According to the leftists at Mother Jones, the U.S. government “sank more than $239 billion (in 2016 dollars) into making some version of this Cold War daydream into reality, without much success.”
Whether that dollar figure provided by writer Bryan Schatz in January is accurate, really doesn’t even matter. It is money well-spent. And now that this research and development money has been spent, deploying missile-interception systems won’t be a terrible strain on the public purse because the hard part is over.
Making new missiles costs only a fraction of what it costs to design and develop those missiles. The interception vehicles may very well save America from ruin.
But the Left will still find a way to whine about those costs too. Every dollar not redistributed or spent on social welfare programs is a dollar wasted, as these people see it. And every dollar spent on defending America is an abomination in their eyes.
When seeking the presidency, Obama referred to missile defense programs as “unproven” and promised to cut them. As president, he was passive-aggressive about such programs. He undermined America’s missile defense, but eventually he supposedly acknowledged missile defense had some value.
But President Obama still put a great deal of energy into weakening America’s missile defense programs, which despite his best efforts have shown great promise in testing in recent months, successfully taking down an intercontinental ballistic missile (ICBM) on May 30. A long-range ground-based interceptor missile launched from Vandenberg Air Force Base in California hit and destroyed the ICBM launched from the U.S. Army’s Reagan Test Site on Kwajalein Atoll in the Marshall Islands.
In 2009, Obama killed President Bush’s missile defense program for the Czech Republic, Hungary, and Poland. Then he renegotiated the New START nuclear arms agreement, which curbed the U.S. missile defense arsenal while letting the Russians add to theirs. In March 2012 Obama was caught on an open microphone telling then-Russian President Dmitri Medvedev to wait until after the upcoming election when he would be able to make even more concessions on missile defense.

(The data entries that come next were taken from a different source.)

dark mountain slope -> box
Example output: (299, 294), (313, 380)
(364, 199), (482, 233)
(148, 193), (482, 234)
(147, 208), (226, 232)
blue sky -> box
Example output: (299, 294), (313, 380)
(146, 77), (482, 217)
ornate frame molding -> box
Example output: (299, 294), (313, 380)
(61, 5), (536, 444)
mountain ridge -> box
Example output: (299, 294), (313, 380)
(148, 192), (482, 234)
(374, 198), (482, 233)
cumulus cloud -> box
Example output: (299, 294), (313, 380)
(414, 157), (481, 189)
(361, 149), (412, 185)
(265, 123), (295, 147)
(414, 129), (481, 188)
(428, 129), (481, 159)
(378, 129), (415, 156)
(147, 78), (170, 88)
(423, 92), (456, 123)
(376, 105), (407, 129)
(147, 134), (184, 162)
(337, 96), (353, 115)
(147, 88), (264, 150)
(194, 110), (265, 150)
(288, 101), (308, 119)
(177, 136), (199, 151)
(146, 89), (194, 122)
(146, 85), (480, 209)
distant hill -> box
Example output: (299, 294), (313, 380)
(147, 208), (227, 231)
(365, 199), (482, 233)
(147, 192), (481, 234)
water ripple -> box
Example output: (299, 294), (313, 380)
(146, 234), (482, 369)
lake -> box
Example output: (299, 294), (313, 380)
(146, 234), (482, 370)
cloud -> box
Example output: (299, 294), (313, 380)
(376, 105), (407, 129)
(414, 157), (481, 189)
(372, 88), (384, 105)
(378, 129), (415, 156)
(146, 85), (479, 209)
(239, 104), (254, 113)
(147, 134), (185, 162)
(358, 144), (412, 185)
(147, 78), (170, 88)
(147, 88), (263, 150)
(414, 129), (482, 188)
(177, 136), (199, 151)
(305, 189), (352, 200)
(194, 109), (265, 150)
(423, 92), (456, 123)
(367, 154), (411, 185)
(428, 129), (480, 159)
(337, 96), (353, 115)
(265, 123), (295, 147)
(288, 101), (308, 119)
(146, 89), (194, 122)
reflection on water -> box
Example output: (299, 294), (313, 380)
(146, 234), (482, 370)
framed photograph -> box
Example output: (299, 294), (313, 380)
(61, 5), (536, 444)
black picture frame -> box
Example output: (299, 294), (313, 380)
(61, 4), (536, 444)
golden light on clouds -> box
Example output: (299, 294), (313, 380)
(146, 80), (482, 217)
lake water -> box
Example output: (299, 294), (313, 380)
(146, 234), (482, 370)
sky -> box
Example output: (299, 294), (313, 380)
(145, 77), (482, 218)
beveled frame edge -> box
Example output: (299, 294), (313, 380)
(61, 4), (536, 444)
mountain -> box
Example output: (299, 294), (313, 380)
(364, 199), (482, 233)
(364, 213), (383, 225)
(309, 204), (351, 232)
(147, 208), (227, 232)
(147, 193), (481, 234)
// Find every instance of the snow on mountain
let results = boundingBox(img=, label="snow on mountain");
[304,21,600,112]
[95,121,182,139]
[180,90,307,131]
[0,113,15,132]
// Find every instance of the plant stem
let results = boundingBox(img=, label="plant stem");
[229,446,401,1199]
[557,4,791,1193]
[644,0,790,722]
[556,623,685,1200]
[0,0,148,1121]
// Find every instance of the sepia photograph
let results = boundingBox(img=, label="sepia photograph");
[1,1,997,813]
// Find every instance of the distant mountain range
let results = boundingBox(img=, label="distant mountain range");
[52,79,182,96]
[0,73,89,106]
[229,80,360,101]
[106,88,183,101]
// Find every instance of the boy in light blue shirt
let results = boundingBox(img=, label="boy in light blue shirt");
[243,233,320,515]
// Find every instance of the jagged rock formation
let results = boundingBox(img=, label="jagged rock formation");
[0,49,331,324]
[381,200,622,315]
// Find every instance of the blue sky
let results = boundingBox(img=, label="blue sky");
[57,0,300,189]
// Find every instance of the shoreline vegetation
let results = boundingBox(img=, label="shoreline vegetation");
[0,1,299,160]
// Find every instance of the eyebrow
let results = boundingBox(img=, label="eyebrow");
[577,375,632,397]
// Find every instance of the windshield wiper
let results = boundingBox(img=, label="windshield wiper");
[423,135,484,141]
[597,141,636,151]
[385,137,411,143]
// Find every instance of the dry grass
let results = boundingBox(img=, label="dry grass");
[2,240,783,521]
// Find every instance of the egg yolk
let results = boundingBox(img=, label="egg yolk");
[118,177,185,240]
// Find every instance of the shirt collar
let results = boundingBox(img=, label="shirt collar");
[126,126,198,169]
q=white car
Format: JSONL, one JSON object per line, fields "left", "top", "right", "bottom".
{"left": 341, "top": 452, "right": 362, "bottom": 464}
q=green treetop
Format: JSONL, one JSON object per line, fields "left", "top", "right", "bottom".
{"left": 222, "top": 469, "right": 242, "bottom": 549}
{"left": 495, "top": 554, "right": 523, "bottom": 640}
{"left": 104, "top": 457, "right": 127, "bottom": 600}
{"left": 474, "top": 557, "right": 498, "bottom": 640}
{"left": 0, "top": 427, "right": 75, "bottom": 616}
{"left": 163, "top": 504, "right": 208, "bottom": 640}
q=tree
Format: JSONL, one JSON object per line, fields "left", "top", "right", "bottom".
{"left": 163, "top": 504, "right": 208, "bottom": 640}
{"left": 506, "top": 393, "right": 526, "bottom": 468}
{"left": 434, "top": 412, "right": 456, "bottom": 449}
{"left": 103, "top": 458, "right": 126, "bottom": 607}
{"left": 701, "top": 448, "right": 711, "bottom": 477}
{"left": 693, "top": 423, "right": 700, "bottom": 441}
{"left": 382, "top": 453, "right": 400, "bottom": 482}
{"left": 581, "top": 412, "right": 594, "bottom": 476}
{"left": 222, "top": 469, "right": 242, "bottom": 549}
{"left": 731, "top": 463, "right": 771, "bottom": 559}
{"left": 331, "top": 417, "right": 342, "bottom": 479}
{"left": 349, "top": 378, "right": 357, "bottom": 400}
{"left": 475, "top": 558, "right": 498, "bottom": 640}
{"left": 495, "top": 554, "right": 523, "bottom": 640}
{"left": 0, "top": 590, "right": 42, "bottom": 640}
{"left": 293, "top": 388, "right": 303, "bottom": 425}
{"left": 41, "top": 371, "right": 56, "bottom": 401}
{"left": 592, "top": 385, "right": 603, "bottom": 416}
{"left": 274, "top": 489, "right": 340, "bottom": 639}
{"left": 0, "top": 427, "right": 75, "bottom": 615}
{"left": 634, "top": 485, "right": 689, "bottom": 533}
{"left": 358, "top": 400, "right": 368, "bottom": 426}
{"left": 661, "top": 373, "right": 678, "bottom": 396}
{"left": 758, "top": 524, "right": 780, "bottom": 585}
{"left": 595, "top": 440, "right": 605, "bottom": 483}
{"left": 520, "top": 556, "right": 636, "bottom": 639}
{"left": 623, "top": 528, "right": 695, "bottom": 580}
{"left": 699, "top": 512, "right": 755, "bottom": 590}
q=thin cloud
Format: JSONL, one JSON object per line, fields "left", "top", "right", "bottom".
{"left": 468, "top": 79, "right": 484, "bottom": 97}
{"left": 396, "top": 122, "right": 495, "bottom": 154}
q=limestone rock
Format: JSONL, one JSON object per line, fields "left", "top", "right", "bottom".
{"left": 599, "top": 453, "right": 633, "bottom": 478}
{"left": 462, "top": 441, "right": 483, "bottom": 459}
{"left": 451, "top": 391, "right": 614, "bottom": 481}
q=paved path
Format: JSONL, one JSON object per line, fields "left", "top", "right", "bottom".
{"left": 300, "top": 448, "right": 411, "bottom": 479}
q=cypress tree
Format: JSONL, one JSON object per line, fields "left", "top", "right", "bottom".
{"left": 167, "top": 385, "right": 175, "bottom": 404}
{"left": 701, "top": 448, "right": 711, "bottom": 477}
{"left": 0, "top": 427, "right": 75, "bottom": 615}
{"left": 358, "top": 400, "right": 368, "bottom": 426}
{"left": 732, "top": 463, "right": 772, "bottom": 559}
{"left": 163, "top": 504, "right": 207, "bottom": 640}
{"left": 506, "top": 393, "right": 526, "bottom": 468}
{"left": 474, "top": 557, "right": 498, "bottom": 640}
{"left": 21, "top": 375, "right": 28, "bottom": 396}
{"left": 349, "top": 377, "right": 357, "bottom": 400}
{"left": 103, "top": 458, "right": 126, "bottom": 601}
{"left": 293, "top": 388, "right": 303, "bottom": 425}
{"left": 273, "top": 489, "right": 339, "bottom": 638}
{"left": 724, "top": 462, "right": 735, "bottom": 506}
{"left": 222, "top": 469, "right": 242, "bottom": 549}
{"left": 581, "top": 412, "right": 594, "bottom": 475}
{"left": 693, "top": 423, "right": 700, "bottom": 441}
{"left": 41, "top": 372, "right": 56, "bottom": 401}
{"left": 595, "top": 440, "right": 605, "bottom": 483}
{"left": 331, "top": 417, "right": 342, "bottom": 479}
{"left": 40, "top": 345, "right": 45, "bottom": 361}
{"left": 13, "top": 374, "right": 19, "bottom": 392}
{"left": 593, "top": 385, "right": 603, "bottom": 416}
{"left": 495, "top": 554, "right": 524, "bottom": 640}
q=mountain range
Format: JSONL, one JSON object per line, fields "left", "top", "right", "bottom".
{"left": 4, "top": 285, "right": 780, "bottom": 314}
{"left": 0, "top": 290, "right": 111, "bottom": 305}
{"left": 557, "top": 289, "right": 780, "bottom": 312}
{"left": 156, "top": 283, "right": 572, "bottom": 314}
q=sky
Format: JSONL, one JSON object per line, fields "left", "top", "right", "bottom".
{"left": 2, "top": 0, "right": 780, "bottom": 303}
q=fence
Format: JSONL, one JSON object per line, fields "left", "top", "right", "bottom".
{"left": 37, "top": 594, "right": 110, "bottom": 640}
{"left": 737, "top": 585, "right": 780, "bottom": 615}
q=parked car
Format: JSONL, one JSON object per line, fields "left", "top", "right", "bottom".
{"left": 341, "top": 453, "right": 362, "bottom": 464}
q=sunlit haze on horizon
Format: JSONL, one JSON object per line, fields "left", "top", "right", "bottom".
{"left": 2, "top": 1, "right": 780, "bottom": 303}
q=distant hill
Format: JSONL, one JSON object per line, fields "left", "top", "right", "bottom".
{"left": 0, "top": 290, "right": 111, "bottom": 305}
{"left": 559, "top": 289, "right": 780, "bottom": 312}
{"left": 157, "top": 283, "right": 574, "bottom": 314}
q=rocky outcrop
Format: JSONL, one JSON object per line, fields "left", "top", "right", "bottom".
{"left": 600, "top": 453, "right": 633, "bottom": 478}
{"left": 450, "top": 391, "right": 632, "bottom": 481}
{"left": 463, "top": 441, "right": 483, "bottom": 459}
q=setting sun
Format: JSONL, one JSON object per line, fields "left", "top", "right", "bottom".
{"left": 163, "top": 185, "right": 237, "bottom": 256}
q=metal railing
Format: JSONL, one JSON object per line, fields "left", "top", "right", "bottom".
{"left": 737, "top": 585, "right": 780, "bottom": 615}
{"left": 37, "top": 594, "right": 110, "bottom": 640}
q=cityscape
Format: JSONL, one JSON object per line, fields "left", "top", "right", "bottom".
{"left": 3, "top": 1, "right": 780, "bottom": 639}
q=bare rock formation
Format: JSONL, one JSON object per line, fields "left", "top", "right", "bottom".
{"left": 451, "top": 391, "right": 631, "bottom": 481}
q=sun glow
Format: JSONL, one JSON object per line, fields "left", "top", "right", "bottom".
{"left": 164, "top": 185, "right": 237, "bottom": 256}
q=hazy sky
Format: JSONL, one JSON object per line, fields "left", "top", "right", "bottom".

Leftists like Obama don’t lose sleep worrying about such threats because they claim climate change, not potential nuclear missile attacks by rogue nations and terrorists, is a much more serious, pressing threat to Americans and the whole world. These people don’t take seriously the provocations of Kim Jong-un that could lead directly to the deaths of millions of Americans and South Koreans. Both Hillary Clinton and Bernie Sanders said during the election campaign last year that climate change was the greatest threat facing the United States, a claim echoed by President Obama who called climate change “a potential existential threat to the entire world if we don’t do something about it.”
But that frivolous view was rejected by the electorate last November and finally we have a president who, unlike the previous occupant of the White House, wants to protect America from foreign attack.